Besides capital, a bank needs “reserves,” which it gets from deposits. For the BND, this too is no problem, since it has a captive deposit base. By law, the state and all its agencies must deposit their funds in the bank, which pays a competitive interest rate to the state treasurer. The bank also accepts deposits from other entities. These copious deposits can then be plowed back into the state in the form of loans.

Our nation has poured trillions into the banking system where funds have gone to shore up their losses and little has been lent back into the economy. Compounding the bank’s inability to lend, the expectations of ever higher tax rates has made most borrowers not willing to take on new borrowing risks. In fact a capital strike has begun in earnest.

Public Banking on the Central Bank Model

The BND’s populist organizers originally conceived of the bank as a credit union-like institution that would free farmers from predatory lenders, but conservative interests later took control and suppressed these commercial lending functions. The BND is now chiefly a “bankers’ bank.” It acts like a central bank, with functions similar to those of a branch of the Federal Reserve. It avoids rivalry with private banks by partnering with them. Most lending is originated by a local bank. The BND then comes in to participate in the loan, share risk and buy down the interest rate.

One of the BND’s functions is to provide a secondary market for real estate loans, which it buys from local banks. Its residential loan portfolio is now $500 billion to $600 billion. This function has helped the state to avoid the credit crisis that afflicted Wall Street when the secondary market for loans collapsed in late 2007. Before that, investors routinely bought securitized loans (CDOs) from the banks, making room on the banks’ books for more loans.

But these “shadow lenders” disappeared when they realized that the derivatives called “credit default swaps” supposedly protecting their CDOs were a highly unreliable form of insurance. In North Dakota, this secondary real estate market is provided by the BND, which has invested conservatively, avoiding the speculative derivatives debacle.

Other services the BND provides include guarantees for entrepreneurial startups and student loans, the purchase of municipal bonds from public institutions and a well-funded disaster loan program. When the city of Fargo was struck by a massive flood recently, the disaster fund helped the city avoid the devastation suffered by New Orleans in similar circumstances; and when North Dakota failed to meet its state budget a few years ago, the BND met the shortfall.

The BND has an account with the Federal Reserve Bank, but its deposits are not insured by the FDIC. Rather, they are guaranteed by the State of North Dakota itself — a prudent move today, when the FDIC is verging on bankruptcy.

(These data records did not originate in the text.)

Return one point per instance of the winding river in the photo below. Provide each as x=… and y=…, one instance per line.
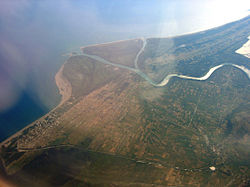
x=165, y=81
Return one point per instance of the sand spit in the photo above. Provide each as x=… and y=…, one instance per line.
x=65, y=90
x=245, y=49
x=107, y=43
x=63, y=85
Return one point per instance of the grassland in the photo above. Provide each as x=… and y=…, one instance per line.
x=116, y=129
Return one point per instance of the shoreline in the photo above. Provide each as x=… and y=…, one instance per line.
x=65, y=90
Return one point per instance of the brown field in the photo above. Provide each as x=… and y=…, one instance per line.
x=121, y=52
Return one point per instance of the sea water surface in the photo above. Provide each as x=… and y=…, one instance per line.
x=34, y=35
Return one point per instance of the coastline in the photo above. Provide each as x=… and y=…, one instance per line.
x=65, y=90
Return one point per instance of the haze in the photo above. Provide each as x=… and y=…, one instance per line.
x=35, y=34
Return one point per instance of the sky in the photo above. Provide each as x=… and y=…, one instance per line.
x=35, y=33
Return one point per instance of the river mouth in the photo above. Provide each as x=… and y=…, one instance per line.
x=244, y=50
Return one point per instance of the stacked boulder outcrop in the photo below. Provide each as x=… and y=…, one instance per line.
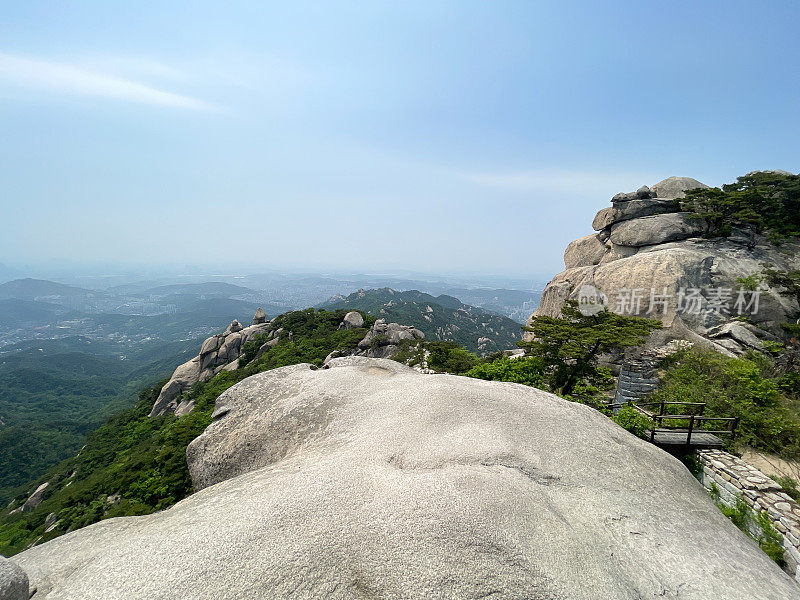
x=218, y=353
x=221, y=352
x=650, y=258
x=383, y=339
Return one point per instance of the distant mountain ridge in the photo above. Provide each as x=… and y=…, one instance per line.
x=443, y=318
x=31, y=289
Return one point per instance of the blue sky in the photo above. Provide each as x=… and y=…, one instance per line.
x=435, y=136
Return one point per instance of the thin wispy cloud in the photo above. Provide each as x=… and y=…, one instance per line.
x=67, y=79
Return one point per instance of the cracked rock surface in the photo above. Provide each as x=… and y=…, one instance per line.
x=367, y=479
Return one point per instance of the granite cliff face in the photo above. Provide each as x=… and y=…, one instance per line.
x=648, y=258
x=367, y=479
x=221, y=352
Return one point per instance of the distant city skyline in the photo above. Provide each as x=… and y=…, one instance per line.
x=438, y=137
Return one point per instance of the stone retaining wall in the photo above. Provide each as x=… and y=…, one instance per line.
x=735, y=478
x=637, y=379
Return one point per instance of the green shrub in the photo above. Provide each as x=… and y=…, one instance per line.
x=765, y=202
x=524, y=370
x=736, y=387
x=143, y=459
x=631, y=419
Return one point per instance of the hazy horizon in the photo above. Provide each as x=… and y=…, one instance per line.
x=445, y=137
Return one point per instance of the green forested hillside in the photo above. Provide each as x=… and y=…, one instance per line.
x=441, y=318
x=51, y=397
x=135, y=464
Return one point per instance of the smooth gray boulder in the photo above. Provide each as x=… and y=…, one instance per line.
x=656, y=229
x=35, y=499
x=259, y=317
x=624, y=211
x=705, y=264
x=676, y=187
x=218, y=353
x=583, y=252
x=371, y=480
x=383, y=339
x=13, y=581
x=353, y=320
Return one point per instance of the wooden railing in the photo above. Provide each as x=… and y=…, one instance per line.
x=694, y=416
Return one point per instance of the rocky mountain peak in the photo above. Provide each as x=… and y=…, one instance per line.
x=649, y=257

The state could earn billions yearly on these loans, while saving hefty sums for consumers. It could also refinance its own debts and those of its municipal governments at very low interest rates. According to a German study, interest composes 30 percent to 50 percent of everything we buy.

For an ordinary State to initiate capitalizing a bank, it would be full speed ahead. However New Jersey wasn’t named “The Soprano State” for nothing. Explicitly stated in its by-laws and lending practices must be strict conservative guidelines that the borrower must have adequate assets and security exist to repay in the event of a default. Otherwise the politicians will, like Tony Soprano, be whacking up loans to their friends and contributors.

New Jersey is faced with an $8 billion dollar deficit. By forming a bank and buying out the bondholders, the State will not only go a long way towards solving the deficit problem but can begin to reinvigorate its ailing economy so that its residents find New Jersey an affordable state to live and work in again.

How to Save NJ Billions:

  • New Jersey Form a State Bank
  • Capitalize it with enough assets to pay off all State Loans
  • Keep Tony Soprano away — Avoid having it become another money pit by establishing strict conservative guidelines in its by-laws and lending practices.
  • If done right (see #1–#3) $6 billion in debt service expenses can be eliminated from the State’s operating budget, not just this year but each and every year.